El doctor Fletcher tomó un sorbo de agua antes de contestar:

—Algernon Webster está loco, pero por encima de él hay otros oficiales en la cadena de mando. Me consta que muchos de ellos querrían verle expulsado del ejército, no es un hombre muy popular entre sus compañeros.

—Pero todavía está el problema de cómo recuperar tu diario —terció Stephany—. A menos que hayas memorizado todos los detalles necesarios para construir el arma, todo será inútil. ¿Cómo vamos a llegar hasta él? No podemos salir del estado porque los militares controlan los accesos, y aunque lográsemos escapar, perderíamos demasiado tiempo.

—En eso, Stephany, te equivocas —dijo el doctor, con una sonrisa pícara que le rejuvenecía súbitamente no menos de diez años—. Supones que, durante los años que estuve desaparecido, busqué un lugar lejano para ocultarme. La verdad es que siempre estuve muy cerca, a escasos minutos de tu propia casa. En el cobertizo de una granja, aparentemente abandonada, que perteneció a la familia de tu madre, Aurora Baker. Nunca se les ocurrió ir a buscarme allí. Viví como un ermitaño, saliendo al exterior solamente para conseguir objetos de primera necesidad. Alexander Zubar, que tenía desde el principio el poder legal para operar con mis cuentas bancarias, me hacía llegar el dinero. Pero mis ahorros no eran ilimitados y al cabo de un tiempo me vi obligado a buscar fuentes de financiación alternativas. Alex se ofreció a prestarme dinero, pero fui demasiado orgulloso como para aceptarlo. Consideré que ya había hecho demasiado por mí, como para tener que esquilmarle además. Sin él, no habría sido capaz de mantenerme en el anonimato. ¿Nunca te preguntaste por qué decidió mudarse junto a su esposa precisamente a aquella casa de Fort Lauderdale? Era para que yo pudiera estar cerca de ti. A veces, esperaba frente a la verja del colegio hasta que salieras, solamente para poder verte. Alexander lo sabía, pero siempre disimulaba para no delatarme.
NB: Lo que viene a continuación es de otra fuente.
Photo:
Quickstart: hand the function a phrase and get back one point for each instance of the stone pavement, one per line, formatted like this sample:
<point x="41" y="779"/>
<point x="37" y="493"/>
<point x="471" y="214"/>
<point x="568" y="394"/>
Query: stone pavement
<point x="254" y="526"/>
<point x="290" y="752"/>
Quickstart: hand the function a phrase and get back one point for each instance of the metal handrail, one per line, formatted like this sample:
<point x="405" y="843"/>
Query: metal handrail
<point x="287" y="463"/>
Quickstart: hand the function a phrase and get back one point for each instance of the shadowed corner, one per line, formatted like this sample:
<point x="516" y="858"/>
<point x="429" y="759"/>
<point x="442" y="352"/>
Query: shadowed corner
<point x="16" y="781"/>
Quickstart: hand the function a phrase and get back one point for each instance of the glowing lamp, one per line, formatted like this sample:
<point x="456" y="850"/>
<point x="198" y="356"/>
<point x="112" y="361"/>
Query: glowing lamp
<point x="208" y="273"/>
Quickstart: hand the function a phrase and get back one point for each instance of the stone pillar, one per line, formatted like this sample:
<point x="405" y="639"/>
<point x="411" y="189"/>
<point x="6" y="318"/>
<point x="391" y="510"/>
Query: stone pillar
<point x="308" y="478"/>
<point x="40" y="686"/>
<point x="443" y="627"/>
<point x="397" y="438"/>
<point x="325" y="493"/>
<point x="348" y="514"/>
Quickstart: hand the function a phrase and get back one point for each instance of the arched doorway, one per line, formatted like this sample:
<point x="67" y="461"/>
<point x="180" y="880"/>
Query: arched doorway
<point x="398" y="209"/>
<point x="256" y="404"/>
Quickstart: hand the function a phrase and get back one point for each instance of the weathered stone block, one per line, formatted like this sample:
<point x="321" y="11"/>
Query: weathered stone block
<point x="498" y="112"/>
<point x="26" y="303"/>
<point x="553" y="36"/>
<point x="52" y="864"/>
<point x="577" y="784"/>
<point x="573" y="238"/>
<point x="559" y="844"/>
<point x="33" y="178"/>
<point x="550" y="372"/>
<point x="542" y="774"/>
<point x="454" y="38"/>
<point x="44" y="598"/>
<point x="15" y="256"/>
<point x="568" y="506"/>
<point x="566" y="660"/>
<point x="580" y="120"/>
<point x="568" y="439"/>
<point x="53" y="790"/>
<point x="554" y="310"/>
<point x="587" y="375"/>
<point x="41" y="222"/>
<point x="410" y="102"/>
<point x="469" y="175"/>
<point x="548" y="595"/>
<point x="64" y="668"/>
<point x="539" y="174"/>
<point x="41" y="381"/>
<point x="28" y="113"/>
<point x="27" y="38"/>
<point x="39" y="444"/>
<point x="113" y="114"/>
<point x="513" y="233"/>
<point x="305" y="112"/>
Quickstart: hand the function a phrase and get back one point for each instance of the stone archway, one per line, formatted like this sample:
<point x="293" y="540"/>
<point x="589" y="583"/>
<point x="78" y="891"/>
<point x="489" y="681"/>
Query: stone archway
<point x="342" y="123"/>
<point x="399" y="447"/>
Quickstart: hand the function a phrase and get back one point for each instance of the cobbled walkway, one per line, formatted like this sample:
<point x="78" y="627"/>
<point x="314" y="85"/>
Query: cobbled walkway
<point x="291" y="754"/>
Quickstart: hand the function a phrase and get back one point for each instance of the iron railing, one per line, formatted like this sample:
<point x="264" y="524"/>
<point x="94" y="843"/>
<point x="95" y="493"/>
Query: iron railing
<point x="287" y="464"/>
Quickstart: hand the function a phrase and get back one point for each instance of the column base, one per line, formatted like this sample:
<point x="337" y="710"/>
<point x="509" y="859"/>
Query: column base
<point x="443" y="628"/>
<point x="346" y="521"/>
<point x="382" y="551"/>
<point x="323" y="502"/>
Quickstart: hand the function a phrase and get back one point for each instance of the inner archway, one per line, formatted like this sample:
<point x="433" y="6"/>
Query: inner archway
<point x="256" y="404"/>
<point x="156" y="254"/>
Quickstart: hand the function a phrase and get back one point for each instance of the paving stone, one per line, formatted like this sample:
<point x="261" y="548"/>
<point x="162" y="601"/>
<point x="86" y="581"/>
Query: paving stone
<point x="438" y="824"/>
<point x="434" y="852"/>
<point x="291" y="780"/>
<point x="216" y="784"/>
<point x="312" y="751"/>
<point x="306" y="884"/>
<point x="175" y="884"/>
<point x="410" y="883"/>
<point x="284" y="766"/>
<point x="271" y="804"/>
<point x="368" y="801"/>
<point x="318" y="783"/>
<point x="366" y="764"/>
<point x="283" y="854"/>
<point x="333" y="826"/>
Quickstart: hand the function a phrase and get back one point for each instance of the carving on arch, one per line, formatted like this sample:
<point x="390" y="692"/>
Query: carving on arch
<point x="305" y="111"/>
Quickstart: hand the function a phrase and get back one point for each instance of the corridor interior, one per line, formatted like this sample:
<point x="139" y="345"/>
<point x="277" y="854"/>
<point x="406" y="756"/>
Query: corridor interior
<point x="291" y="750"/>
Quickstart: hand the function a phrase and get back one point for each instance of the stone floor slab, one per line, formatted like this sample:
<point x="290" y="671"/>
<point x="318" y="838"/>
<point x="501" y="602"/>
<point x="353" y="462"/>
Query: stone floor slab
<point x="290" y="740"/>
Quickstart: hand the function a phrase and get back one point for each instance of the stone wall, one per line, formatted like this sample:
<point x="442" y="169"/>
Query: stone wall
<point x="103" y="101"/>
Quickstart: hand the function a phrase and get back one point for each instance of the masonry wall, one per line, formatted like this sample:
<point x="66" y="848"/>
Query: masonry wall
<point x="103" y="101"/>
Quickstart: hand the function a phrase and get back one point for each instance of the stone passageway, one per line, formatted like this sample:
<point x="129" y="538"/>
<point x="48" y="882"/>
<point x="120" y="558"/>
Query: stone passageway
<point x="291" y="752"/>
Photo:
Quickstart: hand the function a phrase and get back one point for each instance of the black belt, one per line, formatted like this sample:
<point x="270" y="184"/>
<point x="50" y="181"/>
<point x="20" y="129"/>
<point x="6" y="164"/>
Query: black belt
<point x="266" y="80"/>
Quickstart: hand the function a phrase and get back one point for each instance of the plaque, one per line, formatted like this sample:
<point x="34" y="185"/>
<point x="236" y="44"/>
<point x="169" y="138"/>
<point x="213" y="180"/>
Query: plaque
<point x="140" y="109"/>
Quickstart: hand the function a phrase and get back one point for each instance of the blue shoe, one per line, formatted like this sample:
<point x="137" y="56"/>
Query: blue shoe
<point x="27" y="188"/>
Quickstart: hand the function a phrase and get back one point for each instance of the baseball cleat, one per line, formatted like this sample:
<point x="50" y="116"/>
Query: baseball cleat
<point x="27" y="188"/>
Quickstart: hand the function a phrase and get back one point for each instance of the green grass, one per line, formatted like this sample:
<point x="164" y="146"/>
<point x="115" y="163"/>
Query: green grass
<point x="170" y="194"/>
—Oh... —Los ojos de Stephany se humedecieron por un instante—. Vaya, eso es toda una revelación.

La conversación se detuvo de forma abrupta, puesto que dos figuras uniformadas irrumpieron escaleras abajo. Todas las cabezas se giraron con expresión horrorizada hacia el sonido repiqueteante de las botas. Cyrus se maldijo por la falta de disciplina de su grupo de revolucionarios aficionados, que habían dejado la entrada sin vigilancia. Uno de los soldados levantó las manos en gesto de tregua, al tiempo que se preparaba para hablar:

—Todo el mundo tranquilo. Esto no es lo que parece a simple vista. Mi compañero y yo estamos aquí únicamente en busca de Darren Mathews.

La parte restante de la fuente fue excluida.